それからすぐにレッスン。今日は三塚の声と匂いにやられないように隣り合わせのピアノの前から移動しない事にする。近づけばその匂いに甘く誘われるような気がするから…。
淡々とレッスンをこなすが…さすがだ、と思う。注意したところを全部修正してきている。

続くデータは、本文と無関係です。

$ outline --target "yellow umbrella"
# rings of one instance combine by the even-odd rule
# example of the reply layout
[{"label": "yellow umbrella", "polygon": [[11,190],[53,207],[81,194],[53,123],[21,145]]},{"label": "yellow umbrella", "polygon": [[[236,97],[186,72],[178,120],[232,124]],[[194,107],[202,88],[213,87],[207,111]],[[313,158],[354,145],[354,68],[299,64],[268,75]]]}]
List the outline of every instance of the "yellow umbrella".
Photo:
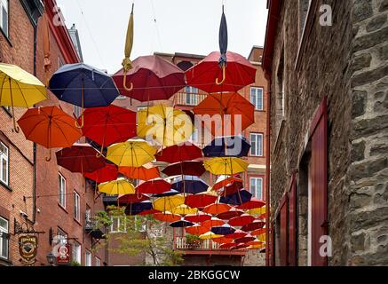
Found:
[{"label": "yellow umbrella", "polygon": [[30,107],[49,99],[46,88],[28,72],[5,63],[0,63],[0,82],[3,83],[0,89],[0,106],[12,107],[13,128],[19,132],[13,106]]},{"label": "yellow umbrella", "polygon": [[166,146],[187,141],[194,132],[190,116],[184,111],[158,105],[138,113],[138,136]]},{"label": "yellow umbrella", "polygon": [[185,197],[181,194],[164,196],[160,197],[154,201],[154,209],[162,212],[173,212],[175,208],[183,203],[185,203]]},{"label": "yellow umbrella", "polygon": [[131,53],[132,52],[133,46],[133,6],[132,4],[132,11],[131,12],[130,21],[128,22],[128,29],[127,29],[127,36],[125,39],[125,48],[124,48],[124,59],[123,60],[123,85],[125,90],[132,91],[133,84],[131,87],[127,87],[126,79],[127,79],[127,72],[132,68],[132,61],[131,61]]},{"label": "yellow umbrella", "polygon": [[213,175],[234,175],[248,169],[248,162],[240,158],[212,158],[203,162],[206,170]]},{"label": "yellow umbrella", "polygon": [[212,239],[218,239],[218,238],[223,238],[223,237],[225,237],[225,236],[222,234],[214,233],[212,232],[208,232],[206,233],[200,235],[200,239],[202,239],[202,240],[210,240],[210,239],[212,240]]},{"label": "yellow umbrella", "polygon": [[186,204],[182,204],[172,209],[173,214],[188,215],[188,214],[195,214],[197,212],[198,209],[196,208],[191,208]]},{"label": "yellow umbrella", "polygon": [[135,186],[126,178],[118,178],[99,185],[99,191],[107,194],[135,194]]},{"label": "yellow umbrella", "polygon": [[154,160],[156,149],[141,139],[130,139],[107,148],[107,159],[119,167],[141,167]]}]

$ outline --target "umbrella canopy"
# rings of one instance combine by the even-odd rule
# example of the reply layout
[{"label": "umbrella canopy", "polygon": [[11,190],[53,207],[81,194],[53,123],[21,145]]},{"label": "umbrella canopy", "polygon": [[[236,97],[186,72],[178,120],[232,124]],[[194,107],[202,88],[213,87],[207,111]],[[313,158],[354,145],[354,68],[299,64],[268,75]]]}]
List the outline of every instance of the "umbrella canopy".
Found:
[{"label": "umbrella canopy", "polygon": [[244,212],[233,207],[229,211],[218,214],[216,217],[221,220],[229,220],[233,217],[242,216]]},{"label": "umbrella canopy", "polygon": [[252,198],[249,201],[242,203],[242,205],[240,205],[238,207],[238,209],[249,210],[249,209],[254,209],[257,208],[262,208],[265,205],[265,202],[263,201],[262,200],[259,200],[257,198]]},{"label": "umbrella canopy", "polygon": [[229,211],[231,207],[227,204],[210,204],[206,206],[202,212],[209,213],[212,215],[218,215],[220,213],[227,212]]},{"label": "umbrella canopy", "polygon": [[82,132],[75,120],[57,106],[28,109],[18,121],[27,139],[46,148],[70,147]]},{"label": "umbrella canopy", "polygon": [[82,108],[109,106],[119,95],[107,74],[83,63],[62,66],[51,76],[50,90],[59,99]]},{"label": "umbrella canopy", "polygon": [[119,197],[119,204],[130,204],[130,203],[139,203],[142,201],[148,201],[149,197],[145,194],[125,194]]},{"label": "umbrella canopy", "polygon": [[157,105],[138,113],[137,130],[138,137],[170,146],[187,141],[194,125],[185,112]]},{"label": "umbrella canopy", "polygon": [[194,144],[174,145],[158,152],[157,162],[178,162],[202,158],[202,151]]},{"label": "umbrella canopy", "polygon": [[250,144],[241,136],[216,138],[203,149],[205,157],[246,157],[250,150]]},{"label": "umbrella canopy", "polygon": [[185,217],[185,220],[193,223],[202,223],[211,219],[211,215],[198,211],[195,214],[188,214]]},{"label": "umbrella canopy", "polygon": [[169,99],[186,85],[185,73],[156,55],[137,58],[131,70],[121,69],[113,79],[122,95],[139,101]]},{"label": "umbrella canopy", "polygon": [[194,223],[187,222],[185,220],[180,220],[180,221],[173,222],[173,223],[170,224],[170,225],[173,228],[189,227],[189,226],[192,226],[193,225],[194,225]]},{"label": "umbrella canopy", "polygon": [[194,208],[204,208],[216,202],[217,199],[217,195],[203,193],[200,194],[186,196],[185,200],[185,204]]},{"label": "umbrella canopy", "polygon": [[197,115],[220,115],[219,122],[213,120],[210,124],[204,122],[214,136],[242,134],[255,122],[255,106],[238,93],[209,95],[194,108],[194,113]]},{"label": "umbrella canopy", "polygon": [[139,203],[130,203],[125,208],[126,215],[148,215],[156,213],[153,210],[152,202],[146,201]]},{"label": "umbrella canopy", "polygon": [[156,220],[159,220],[162,222],[169,222],[169,223],[178,222],[181,219],[181,216],[177,215],[177,214],[172,214],[169,211],[166,211],[164,213],[155,213],[153,215],[153,217]]},{"label": "umbrella canopy", "polygon": [[196,212],[198,212],[198,209],[196,208],[191,208],[186,204],[182,204],[172,209],[171,212],[179,215],[188,215],[188,214],[195,214]]},{"label": "umbrella canopy", "polygon": [[254,220],[252,223],[246,224],[243,226],[242,226],[242,230],[244,232],[250,232],[250,231],[261,229],[265,225],[265,222]]},{"label": "umbrella canopy", "polygon": [[107,163],[104,168],[93,172],[85,172],[83,177],[94,180],[96,183],[106,183],[117,178],[117,167]]},{"label": "umbrella canopy", "polygon": [[205,173],[203,162],[198,161],[186,161],[167,166],[162,172],[167,176],[187,175],[201,177]]},{"label": "umbrella canopy", "polygon": [[17,132],[13,106],[30,107],[49,99],[44,84],[16,65],[0,63],[0,106],[12,107],[13,127]]},{"label": "umbrella canopy", "polygon": [[211,228],[212,233],[217,233],[217,234],[221,234],[221,235],[231,234],[231,233],[234,233],[234,231],[236,231],[236,229],[232,227],[228,224],[224,224],[223,225],[220,225],[220,226],[213,226]]},{"label": "umbrella canopy", "polygon": [[55,154],[57,162],[72,172],[93,172],[105,167],[105,159],[96,157],[98,152],[89,144],[75,144]]},{"label": "umbrella canopy", "polygon": [[195,224],[190,227],[185,228],[186,233],[199,236],[209,232],[208,227],[204,227],[199,224]]},{"label": "umbrella canopy", "polygon": [[156,149],[141,139],[130,139],[107,148],[107,159],[119,167],[141,167],[154,161]]},{"label": "umbrella canopy", "polygon": [[162,178],[152,179],[142,183],[136,187],[136,192],[139,193],[162,193],[169,191],[171,185]]},{"label": "umbrella canopy", "polygon": [[171,212],[173,209],[182,205],[184,202],[185,197],[180,194],[160,197],[154,201],[154,209],[162,212]]},{"label": "umbrella canopy", "polygon": [[244,172],[248,162],[240,158],[211,158],[203,162],[206,170],[213,175],[234,175]]},{"label": "umbrella canopy", "polygon": [[214,233],[212,232],[208,232],[208,233],[205,233],[200,235],[200,239],[202,239],[202,240],[213,240],[213,239],[221,238],[221,237],[223,237],[222,234],[217,234],[217,233]]},{"label": "umbrella canopy", "polygon": [[119,167],[119,172],[127,178],[146,181],[161,176],[158,167]]},{"label": "umbrella canopy", "polygon": [[[105,146],[124,142],[136,136],[136,113],[114,105],[86,109],[83,134]],[[79,119],[81,124],[81,118]]]},{"label": "umbrella canopy", "polygon": [[[221,54],[213,51],[203,60],[186,72],[187,85],[197,87],[208,93],[238,91],[243,87],[255,83],[257,68],[243,56],[226,52],[227,64],[224,70],[219,67]],[[224,82],[222,80],[225,78]],[[218,83],[215,83],[216,80]]]},{"label": "umbrella canopy", "polygon": [[180,193],[199,193],[206,192],[209,185],[198,177],[184,176],[175,178],[171,188]]},{"label": "umbrella canopy", "polygon": [[243,202],[250,201],[251,197],[252,194],[243,189],[231,195],[221,196],[221,198],[219,199],[219,202],[230,205],[241,205]]},{"label": "umbrella canopy", "polygon": [[229,220],[228,224],[230,225],[244,225],[246,224],[249,224],[255,220],[255,217],[248,215],[248,214],[242,214],[239,217],[235,217]]},{"label": "umbrella canopy", "polygon": [[110,195],[134,194],[135,186],[126,178],[118,178],[114,181],[99,184],[99,191]]}]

「うん、全部よくなってます。まだちょっと慌てて急ぎ足になる所がありますけど」
「……せっかちなんですね。性格なんで。…すぐに結果を出したがる悪いクセです。それがピアノにも出るんですね」
「…一概にそうとも言えないですけど」
それを言ったら凪の音はきっと不安だらけの音になってしまうだろう。
「どうしますか?もうある程度曲は仕上がってますけど…。弾き込みますか?それとも別の曲にします?」
「人前で弾くわけでもないからいいかな…。先生のコンサートで弾く予定のノクターンでもいいですか?自分で弾いておけば曲も分かりやすいし」
「いいですよ」
本当に三塚は凪のコンサートに来る気らしい。下
手な演奏は出来ないな…とそこはプレッシャーになるが、いい意味でのプレッシャーになりそうだ。
「日曜日は仕事があるのでしょう?無理しなくとも…」
「夕方早めに終わらせるようにしますので全然平気です。ちゃんと見にいきます。…けど…顔色悪いですよ?」
三塚が凪の顔を見ながら顔を顰めた。
「ああ…いつもの事なんです…。コンクールやリサイタルの前は食事も喉を通らなくなって…」
「そうなんですか…?…大丈夫ですか?」
「大丈夫。いつもの事ですから」
凪は作った仄かな笑みを浮かべて頷いて見せた。